La photo de deux hommes debout sur une montagne de crânes de bisons est bien connue comme symbole de la chasse pendant la colonisation des États-Unis. Mais il y a une histoire plus sinistre derrière cette image, avec un message moderne surprenant.
Deux hommes en costume noir et chapeau melon posent devant un monticule de crânes de bisons défiant les lois de la gravité. Cette image du XIXe siècle est dérangeante : des milliers et des milliers de crânes empilés en rangées bien nettes, dominant le ciel.
Mais derrière cette première impression macabre, la photo cache un secret encore plus sombre.

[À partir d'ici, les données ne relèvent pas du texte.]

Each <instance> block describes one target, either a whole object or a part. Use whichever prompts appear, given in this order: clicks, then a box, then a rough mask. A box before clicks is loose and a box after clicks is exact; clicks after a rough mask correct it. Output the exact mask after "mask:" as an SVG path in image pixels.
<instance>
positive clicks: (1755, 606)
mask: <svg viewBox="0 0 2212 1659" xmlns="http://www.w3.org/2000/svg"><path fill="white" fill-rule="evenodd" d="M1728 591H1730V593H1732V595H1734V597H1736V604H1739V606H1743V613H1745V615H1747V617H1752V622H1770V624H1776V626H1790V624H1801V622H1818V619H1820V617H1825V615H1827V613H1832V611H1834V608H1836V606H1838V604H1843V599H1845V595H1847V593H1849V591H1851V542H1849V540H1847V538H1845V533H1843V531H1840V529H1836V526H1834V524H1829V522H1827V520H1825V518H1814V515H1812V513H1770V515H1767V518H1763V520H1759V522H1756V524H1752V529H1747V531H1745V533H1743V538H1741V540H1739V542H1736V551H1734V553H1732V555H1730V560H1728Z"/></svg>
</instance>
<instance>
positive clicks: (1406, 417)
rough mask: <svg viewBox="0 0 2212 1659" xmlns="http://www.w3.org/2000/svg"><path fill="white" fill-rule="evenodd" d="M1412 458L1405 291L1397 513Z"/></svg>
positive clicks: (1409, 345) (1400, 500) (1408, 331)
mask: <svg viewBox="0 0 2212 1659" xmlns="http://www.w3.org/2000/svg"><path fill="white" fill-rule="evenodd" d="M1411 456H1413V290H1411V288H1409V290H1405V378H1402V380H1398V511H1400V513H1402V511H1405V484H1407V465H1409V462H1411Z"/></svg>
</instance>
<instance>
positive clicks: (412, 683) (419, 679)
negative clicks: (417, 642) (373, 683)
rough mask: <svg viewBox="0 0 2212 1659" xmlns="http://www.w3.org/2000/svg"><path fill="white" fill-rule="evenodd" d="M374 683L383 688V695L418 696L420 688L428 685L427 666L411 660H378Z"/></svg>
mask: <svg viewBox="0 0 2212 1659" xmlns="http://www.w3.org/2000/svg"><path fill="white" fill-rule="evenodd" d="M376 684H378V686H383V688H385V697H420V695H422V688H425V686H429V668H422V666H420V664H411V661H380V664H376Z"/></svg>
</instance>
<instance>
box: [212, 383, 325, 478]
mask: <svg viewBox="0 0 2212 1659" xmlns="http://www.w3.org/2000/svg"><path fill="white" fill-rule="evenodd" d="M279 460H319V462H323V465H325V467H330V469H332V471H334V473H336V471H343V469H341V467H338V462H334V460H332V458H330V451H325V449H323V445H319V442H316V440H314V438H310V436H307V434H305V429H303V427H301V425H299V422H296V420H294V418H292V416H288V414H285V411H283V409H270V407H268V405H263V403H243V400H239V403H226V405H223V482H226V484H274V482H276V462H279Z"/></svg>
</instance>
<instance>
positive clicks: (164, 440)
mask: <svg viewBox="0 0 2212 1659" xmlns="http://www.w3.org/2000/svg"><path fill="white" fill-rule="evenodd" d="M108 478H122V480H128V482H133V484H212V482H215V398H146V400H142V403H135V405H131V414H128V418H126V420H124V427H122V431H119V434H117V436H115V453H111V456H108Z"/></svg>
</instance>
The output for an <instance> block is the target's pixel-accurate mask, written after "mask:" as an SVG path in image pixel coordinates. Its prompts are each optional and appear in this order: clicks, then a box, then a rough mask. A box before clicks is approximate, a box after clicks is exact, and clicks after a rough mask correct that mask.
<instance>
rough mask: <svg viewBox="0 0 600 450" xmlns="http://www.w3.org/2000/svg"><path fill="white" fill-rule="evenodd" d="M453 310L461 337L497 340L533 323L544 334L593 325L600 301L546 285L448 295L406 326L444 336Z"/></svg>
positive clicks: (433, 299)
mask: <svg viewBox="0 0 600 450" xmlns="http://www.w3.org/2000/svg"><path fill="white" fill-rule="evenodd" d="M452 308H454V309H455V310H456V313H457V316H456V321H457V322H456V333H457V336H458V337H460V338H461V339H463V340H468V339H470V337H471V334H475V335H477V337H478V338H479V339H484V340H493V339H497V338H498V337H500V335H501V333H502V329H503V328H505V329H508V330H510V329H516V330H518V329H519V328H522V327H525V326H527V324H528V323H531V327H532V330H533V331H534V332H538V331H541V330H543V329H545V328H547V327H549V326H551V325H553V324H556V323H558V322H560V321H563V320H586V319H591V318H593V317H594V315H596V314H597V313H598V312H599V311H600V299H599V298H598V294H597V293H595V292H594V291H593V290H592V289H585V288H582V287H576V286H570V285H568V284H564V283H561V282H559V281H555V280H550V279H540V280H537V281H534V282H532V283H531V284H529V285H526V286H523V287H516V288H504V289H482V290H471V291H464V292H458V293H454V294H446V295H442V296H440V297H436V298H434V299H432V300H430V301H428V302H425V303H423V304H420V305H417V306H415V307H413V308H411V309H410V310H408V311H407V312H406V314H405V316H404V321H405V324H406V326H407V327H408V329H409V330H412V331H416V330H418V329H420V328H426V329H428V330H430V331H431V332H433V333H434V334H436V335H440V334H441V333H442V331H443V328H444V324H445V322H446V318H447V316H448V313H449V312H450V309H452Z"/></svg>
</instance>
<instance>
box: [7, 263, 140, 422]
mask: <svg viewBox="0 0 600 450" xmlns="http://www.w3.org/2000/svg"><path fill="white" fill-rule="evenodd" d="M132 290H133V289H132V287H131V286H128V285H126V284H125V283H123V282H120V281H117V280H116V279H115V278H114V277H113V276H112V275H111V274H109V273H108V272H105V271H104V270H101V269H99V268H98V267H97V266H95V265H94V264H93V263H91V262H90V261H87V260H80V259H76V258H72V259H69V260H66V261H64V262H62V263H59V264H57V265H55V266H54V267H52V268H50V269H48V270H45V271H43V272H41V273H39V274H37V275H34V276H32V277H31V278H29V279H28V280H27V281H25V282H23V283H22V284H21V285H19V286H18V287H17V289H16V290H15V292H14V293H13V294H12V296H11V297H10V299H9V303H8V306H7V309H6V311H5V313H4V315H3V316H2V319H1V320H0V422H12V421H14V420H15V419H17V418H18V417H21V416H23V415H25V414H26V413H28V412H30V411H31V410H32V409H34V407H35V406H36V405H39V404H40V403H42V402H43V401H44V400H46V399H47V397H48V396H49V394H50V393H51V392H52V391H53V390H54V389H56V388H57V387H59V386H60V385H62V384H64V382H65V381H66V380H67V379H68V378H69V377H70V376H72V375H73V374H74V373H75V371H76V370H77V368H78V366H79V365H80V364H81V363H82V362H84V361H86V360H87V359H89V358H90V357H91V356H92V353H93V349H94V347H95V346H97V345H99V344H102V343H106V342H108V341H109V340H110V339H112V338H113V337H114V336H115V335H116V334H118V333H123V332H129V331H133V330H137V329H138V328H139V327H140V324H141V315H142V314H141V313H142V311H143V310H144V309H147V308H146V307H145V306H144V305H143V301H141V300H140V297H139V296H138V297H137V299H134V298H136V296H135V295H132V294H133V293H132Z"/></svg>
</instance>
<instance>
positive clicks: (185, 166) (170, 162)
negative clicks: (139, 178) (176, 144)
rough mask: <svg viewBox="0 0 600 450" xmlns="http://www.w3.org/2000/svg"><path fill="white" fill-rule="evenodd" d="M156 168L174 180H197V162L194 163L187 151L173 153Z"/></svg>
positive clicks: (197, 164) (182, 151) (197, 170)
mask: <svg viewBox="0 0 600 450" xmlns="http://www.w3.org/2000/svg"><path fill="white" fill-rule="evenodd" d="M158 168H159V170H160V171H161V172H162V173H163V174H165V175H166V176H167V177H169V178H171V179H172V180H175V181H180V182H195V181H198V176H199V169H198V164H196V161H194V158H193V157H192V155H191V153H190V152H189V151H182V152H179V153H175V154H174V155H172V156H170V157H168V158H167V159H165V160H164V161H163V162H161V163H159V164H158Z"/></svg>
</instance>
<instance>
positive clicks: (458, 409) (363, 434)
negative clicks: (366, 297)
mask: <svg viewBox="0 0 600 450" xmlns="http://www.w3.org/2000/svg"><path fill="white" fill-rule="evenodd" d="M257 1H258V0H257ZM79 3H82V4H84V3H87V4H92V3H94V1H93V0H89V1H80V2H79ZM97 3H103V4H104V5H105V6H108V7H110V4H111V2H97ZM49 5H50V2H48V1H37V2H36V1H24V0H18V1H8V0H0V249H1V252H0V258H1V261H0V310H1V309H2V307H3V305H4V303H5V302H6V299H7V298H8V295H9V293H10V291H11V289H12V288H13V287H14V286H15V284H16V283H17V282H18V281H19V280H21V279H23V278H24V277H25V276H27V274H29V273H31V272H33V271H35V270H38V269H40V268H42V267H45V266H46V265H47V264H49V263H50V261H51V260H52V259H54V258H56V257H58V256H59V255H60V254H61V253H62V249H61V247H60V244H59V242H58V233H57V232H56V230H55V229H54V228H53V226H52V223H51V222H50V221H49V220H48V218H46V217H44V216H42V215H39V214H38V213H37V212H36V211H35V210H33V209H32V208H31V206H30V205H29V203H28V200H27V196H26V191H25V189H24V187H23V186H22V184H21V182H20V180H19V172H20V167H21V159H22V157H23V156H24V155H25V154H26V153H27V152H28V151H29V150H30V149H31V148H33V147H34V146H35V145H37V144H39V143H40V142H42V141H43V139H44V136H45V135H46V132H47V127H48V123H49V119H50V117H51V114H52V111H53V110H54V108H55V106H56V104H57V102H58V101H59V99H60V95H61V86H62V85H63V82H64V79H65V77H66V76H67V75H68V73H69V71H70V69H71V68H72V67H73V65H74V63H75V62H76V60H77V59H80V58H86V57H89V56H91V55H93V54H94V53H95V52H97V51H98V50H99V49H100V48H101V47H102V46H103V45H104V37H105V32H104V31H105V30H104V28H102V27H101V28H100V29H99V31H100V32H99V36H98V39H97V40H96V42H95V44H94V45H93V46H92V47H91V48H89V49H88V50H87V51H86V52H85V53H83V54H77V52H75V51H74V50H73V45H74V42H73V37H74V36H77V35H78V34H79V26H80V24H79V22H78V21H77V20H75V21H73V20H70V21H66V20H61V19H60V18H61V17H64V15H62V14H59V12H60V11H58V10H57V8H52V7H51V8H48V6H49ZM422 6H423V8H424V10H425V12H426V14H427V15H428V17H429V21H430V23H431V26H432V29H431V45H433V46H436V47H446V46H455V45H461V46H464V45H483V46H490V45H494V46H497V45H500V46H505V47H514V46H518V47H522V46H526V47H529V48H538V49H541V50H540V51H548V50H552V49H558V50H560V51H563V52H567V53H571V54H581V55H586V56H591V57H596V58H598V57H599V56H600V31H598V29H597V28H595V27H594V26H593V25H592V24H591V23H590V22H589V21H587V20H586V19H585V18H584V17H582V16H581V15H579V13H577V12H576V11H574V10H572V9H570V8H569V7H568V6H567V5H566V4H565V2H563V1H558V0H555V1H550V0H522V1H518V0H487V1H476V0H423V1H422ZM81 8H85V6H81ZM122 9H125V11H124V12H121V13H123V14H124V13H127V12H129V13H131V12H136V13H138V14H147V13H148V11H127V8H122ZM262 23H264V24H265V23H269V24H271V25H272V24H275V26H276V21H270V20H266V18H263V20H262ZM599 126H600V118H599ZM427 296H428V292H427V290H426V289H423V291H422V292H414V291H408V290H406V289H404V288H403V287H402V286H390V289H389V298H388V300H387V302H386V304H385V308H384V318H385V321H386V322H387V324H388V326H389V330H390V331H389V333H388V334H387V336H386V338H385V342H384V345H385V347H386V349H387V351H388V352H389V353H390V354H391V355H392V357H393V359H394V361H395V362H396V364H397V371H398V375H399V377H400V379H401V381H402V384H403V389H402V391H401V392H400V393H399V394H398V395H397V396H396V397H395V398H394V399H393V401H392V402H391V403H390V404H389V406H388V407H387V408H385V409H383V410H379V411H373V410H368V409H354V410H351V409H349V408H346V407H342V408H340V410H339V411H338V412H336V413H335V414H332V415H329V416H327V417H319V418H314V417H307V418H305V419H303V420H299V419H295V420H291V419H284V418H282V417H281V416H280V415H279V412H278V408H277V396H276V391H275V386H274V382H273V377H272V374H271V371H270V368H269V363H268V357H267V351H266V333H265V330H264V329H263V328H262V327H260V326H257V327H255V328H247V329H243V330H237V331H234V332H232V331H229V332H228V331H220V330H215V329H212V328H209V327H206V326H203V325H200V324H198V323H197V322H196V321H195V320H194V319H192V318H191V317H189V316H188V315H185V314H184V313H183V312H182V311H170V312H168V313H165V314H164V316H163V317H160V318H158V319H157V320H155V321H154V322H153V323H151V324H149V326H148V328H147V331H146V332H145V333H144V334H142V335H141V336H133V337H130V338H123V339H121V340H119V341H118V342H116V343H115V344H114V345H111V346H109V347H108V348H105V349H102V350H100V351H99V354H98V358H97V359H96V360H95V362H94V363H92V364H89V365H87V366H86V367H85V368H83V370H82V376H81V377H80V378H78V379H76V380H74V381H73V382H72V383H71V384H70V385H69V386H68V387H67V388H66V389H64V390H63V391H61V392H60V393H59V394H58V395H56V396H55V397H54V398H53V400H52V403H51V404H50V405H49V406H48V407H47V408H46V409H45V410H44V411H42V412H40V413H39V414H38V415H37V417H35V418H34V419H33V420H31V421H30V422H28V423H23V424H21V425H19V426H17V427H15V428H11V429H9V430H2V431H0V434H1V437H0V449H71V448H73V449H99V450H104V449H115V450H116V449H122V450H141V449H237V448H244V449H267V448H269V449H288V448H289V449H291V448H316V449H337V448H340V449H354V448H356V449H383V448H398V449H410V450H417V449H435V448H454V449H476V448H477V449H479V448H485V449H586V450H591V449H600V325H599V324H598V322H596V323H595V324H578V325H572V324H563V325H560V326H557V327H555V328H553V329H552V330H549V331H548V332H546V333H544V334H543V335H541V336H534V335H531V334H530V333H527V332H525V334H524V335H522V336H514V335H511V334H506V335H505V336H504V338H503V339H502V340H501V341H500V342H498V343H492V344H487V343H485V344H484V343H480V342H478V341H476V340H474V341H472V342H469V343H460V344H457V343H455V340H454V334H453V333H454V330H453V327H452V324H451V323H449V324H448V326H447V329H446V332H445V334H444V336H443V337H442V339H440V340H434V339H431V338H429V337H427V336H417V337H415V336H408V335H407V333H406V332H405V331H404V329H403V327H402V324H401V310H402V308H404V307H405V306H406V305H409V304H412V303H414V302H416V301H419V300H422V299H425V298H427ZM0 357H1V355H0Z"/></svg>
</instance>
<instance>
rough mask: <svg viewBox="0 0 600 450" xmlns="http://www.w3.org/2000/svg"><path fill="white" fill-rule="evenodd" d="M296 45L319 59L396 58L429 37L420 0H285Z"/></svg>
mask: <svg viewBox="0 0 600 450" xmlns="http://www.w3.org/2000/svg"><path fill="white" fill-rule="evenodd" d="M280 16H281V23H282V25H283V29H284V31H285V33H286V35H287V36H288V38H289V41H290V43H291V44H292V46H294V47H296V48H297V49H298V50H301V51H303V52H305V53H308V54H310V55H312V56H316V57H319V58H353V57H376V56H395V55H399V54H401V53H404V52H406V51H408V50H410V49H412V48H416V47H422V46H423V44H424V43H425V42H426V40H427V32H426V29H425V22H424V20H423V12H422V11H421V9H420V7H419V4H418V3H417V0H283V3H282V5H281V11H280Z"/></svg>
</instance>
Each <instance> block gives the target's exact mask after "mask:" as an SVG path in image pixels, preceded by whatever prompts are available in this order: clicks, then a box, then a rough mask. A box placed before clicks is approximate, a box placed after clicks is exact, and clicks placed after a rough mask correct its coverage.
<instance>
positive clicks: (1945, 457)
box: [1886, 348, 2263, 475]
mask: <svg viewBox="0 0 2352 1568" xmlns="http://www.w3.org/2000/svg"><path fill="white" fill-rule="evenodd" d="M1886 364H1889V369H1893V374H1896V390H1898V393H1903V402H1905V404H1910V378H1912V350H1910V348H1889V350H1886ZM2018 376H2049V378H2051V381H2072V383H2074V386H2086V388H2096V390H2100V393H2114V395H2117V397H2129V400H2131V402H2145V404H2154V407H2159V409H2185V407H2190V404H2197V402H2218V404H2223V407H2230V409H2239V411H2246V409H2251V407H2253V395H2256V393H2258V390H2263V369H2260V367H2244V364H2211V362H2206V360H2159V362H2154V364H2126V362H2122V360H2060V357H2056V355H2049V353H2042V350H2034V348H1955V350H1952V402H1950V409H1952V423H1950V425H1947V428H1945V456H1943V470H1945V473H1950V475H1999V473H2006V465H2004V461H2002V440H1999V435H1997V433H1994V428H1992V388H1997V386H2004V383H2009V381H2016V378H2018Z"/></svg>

Ces crânes ne sont pas seulement le produit d’une chasse trop zélée aux États-Unis – et ces hommes ne sont pas non plus des chasseurs.
Les crânes, disent les experts , sont la preuve d’une campagne organisée et soigneusement calculée pour éradiquer le bison, priver les Amérindiens d’une ressource vitale et chasser les quelques communautés qui ont survécu vers de petites réserves où elles pourraient être contrôlées par les colons blancs nouvellement arrivés.
« Cette image est un exemple de célébration coloniale de la destruction », explique Tasha Hubbard, cinéaste crie et professeure agrégée à la Faculté des études autochtones de l’Université d’Alberta au Canada. Hubbard décrit l’extermination du bison comme un élément « stratégique » de l’expansion coloniale. L’éradication de l’animal « était perçue comme une manière d’apprivoiser l’Ouest, de domestiquer cet espace sauvage nécessaire à l’expansion de la colonisation ».
Le massacre de bisons perpétré par les colons a porté un coup dur aux tribus qui dépendaient de cet animal pour leur subsistance.
Selon une étude comparative, les nations qui dépendaient du bison ont connu une situation bien pire que celles qui n’avaient jamais dépendu du bison. Par exemple, elles ont souffert d’une mortalité infantile plus élevée que les autres nations.
L’étude conclut que cette perte a mis les nations qui cultivaient le bison sur une trajectoire fondamentalement différente qui se poursuit encore aujourd’hui.
Les Amérindiens chassaient le bison depuis des siècles . Pour les nations qui vivaient de la chasse au bison, cette activité faisait partie de leur culture essentiellement nomade et les animaux leur fournissaient une subsistance vitale : de la viande pour se nourrir, des peaux pour s’abriter et se vêtir, et des os pour fabriquer des outils. (Dans le langage courant et les sources historiques, ces animaux sont souvent appelés « buffles », car c’est ainsi que les premiers colons les appelaient, bien que les deux soient en fait différents .)
Les peuples autochtones de toute l’Amérique du Nord dépendaient de cet animal, explique Hubbard.
« Éliminer cette espèce clé revenait donc à utiliser la famine comme une arme contre les peuples autochtones : nous affaiblir pour nous contrôler et nous chasser de nos territoires. »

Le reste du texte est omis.